Excerpts from Information Notice of Bank of Russia:
The current trends are expected to persist in the coming months. The modest growth of household income and retail lending will continue to contain consumer spending. Investment activity will remain weak amid the persisting economic uncertainty and the relatively tough lending conditions. Investment demand is expected to be constrained also by limited potential substitution of external finance with domestic one, following the narrow nature of the Russian financial market and high debt load of companies. Investment is likely to be supported somewhat by the governmental turnaround programme. In an unfavourable environment in the global commodity markets, exports in value terms are expected to go down. At the same time a weaker internal demand will cause a more significant decrease in imports in value terms. As a result, net exports will be a positive contributor to the annual output growth.
Further economic development will depend on the pace of the economy’s adjustment to the recent external shocks. According to the Bank of Russia’s forecast, gradual easing of internal financial conditions, lower debt burden and improved business sentiment in 2016 H2 will pave the way for investment and production recovery in 2017. It will consequently result in growing household income contributing to the revival of consumer demand in 2018. The GDP fall will slow to 0.5-1.0% in 2016. In 2017, the economic growth rate will stand at 0.0-1.0%.
The annual inflation will drop in early 2016 following its high value in early 2015, among other things. The external trade restrictions imposed against Turkey from January 2016 will not have a significant impact on consumer prices. These restrictions are estimated to add about 0.2-0.4 pp to inflation till the end of 2015 and in early 2016. The slack domestic demand and the relatively tough monetary conditions will drag down annual inflation in 2016-2017. A slowdown in the consumer price growth will create prerequisites for decrease in inflation expectations. According to the Bank of Russia’s forecast, the annual consumer price growth will stand at about 6% in late 2016, on track to reach the 4% target in 2017, facilitated by the current monetary policy.

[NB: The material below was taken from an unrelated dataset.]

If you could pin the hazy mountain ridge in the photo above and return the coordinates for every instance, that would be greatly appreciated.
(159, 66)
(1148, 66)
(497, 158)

The key sources of inflation risks are possible further worsening of the external climate against the backdrop of persistently low oil prices, monetary policy normalisation by key central banks and continued slowdown in the Chinese economic growth. Besides, inflation reduction can be hampered by persistently high inflation expectations, and an upward revision, planned for 2016-2017, of rates and prices in the regulated sector, an upward revision of social payments indexation, as well as overall budget policy easing.